Только вот дети у них все умирают и умирают.
Доналд Бартелм
ВЫШЕ ГОЛОВУ, МАРИ
Генри Маки, Эдвард Ашер и Говард Эттл устроили демонстрацию в защиту человека. Это было в среду 26 апреля, дождь лил как из ведра (эх, Мари, надо было писать несмываемой краской, через полчаса наши транспаранты превратились черт знает во что). Собрались в 13.30 на 69-й улице, у церкви Иоанна Предтечи, подняли лозунги: «Человек гибнет!», «Плоть отвратительна!», «Долой любовь!», «Я мыслю — значит, я ничто!», начали раздавать листовки с объявлениями о лекции Генри Маки в «Плеймор Лейнз», назначенной на завтра. Прохожие проявили к нам живой интерес. Один человек, представившийся как Уильям Рочестер, подбодрил нас: «Так держать!» Примерно в 13.50 из церкви появился староста, разряженный толстяк с трясущимся двойным подбородком, и стал доказывать, что здесь пикетировать запрещено. Вообще неприятный тип.

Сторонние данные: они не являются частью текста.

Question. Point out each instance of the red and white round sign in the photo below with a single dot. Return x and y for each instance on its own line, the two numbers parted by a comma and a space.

«Так что проходите, — сказал он. — Проходите, не задерживайтесь, здесь нельзя пикетировать». Он заявил, что раньше около церкви демонстраций никогда не устраивали, что для этого нужно разрешение, что тротуар принадлежит церкви и что он позовет полицию. К счастью, Генри Маки, Эдвард Ашер и Говард Эттл предусмотрительно запаслись разрешением и предъявили ему бумагу из полицейского управления. Староста здорово рассердился и бросился обратно в церковь жаловаться начальству. «Ну, готовься, сейчас гроза разразится», — сказал Генри Маки, а Эдвард Ашер и Говард Эттл засмеялись.

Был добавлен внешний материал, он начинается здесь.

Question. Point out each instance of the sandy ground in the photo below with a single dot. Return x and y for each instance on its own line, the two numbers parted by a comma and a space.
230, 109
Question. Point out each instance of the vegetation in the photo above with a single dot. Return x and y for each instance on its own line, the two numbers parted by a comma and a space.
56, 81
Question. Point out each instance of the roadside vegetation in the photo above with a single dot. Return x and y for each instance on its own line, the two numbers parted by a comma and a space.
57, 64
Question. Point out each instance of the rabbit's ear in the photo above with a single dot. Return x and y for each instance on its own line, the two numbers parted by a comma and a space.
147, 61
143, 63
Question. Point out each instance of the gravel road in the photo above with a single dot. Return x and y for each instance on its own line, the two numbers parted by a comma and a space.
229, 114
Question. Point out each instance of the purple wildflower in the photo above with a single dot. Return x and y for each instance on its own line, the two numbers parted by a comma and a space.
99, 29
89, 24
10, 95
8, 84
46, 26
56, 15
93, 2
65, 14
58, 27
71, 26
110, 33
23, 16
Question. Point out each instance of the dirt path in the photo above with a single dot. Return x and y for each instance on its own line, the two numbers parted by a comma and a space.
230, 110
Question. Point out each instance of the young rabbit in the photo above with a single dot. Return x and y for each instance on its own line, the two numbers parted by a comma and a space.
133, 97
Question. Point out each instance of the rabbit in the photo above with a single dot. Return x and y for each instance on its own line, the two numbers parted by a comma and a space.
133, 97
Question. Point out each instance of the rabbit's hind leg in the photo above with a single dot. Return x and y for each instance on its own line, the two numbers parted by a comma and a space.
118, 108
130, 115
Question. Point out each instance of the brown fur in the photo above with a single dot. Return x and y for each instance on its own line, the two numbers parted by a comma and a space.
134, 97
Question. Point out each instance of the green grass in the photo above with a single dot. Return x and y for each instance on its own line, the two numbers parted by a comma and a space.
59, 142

Люди на 69-й улице проявляли все больше интереса к демонстрации, некоторые сами брали у нас листовки и задавали разные вопросы вроде «Чего вы требуете?» или «Молодые люди, вы воспитывались в лоне церкви?» Пикетчики отвечали спокойно, но твердо и не вдаваясь в подробности, сообщали только то, что могло заинтересовать случайных прохожих. Некоторые отпускали колкости — один, помню, сострил: «Я мыслю — иди ты куда подальше!» — но наши вели себя безукоризненно, даже когда положение, как сказал Генри, «начало обостряться». (Мари, ты можешь нами гордиться.) Дело ведь в том, что на права пикетчиков посягает не столько полиция — она не очень пристает, если соблюсти все бюрократические процедуры и получить разрешение, — сколько всякие личности из публики. Они начали рвать у нас из рук транспаранты, а один даже плевался. Тот, что плевался, был, как ни странно, прекрасно одет. Интересно, чем набиты подобные субъекты? Он даже не задал никакого вопроса насчет цели демонстрации, а просто плюнул и пошел. Ни слова не сказал. Странный тип.

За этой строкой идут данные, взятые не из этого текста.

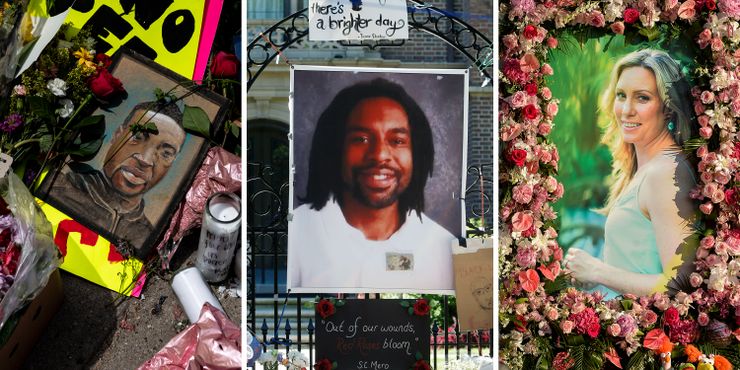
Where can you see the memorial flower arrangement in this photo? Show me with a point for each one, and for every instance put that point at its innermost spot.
(543, 323)
(293, 360)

Примерно в 14.00 из церкви вышел какой-то главный начальник в черной сутане и спросил, слышали ли мы когда-нибудь о Кьеркегоре. Ливень все продолжался, но он, казалось, не обращал на него никакого внимания. «Ваша демонстрация пропагандирует близкие мне идеи Кьеркегора», — заявил он, после чего попросил нас удалиться. Минут десять Генри Маки увлеченно доказывал ему что-то, а в это время их фотографировали репортеры из «Нью-Йорк пост», «Ньюсуика» и с телевидения, которых Генри предупредил заранее. Репортеры изрядно напугали священника, но нужно отдать ему должное, он до конца держался молодцом и притворялся, что ему интересно.
Он нес сентиментальную чушь вроде «Человек — это данность, защищать его нужно, весь вопрос в том, как это сделать» или «Плоть человеческая всего лишь вместилище души», в ответ на что Генри Маки привел свое знаменитое возражение «Но почему так должно быть?». Этим вопросом он не раз уже ошарашивал разных церковных ортодоксов и философов, и именно поэтому мы, пикетчики, сразу встали под его знамена.
— Почему? — воскликнул священник. Он явно сдавал позиции. — Потоку что это так. Надо считаться с тем, что есть. С реальностью.
— Но почему так должно быть? — повторил Генри Маки. Это был, как всегда, ход конем, на такой вопрос вообще нельзя ответить. Священник покраснел от гнева и растерянности. (Наверно, по телевизору незаметно было, но я был там и все видел — здорово получилось, Мари.)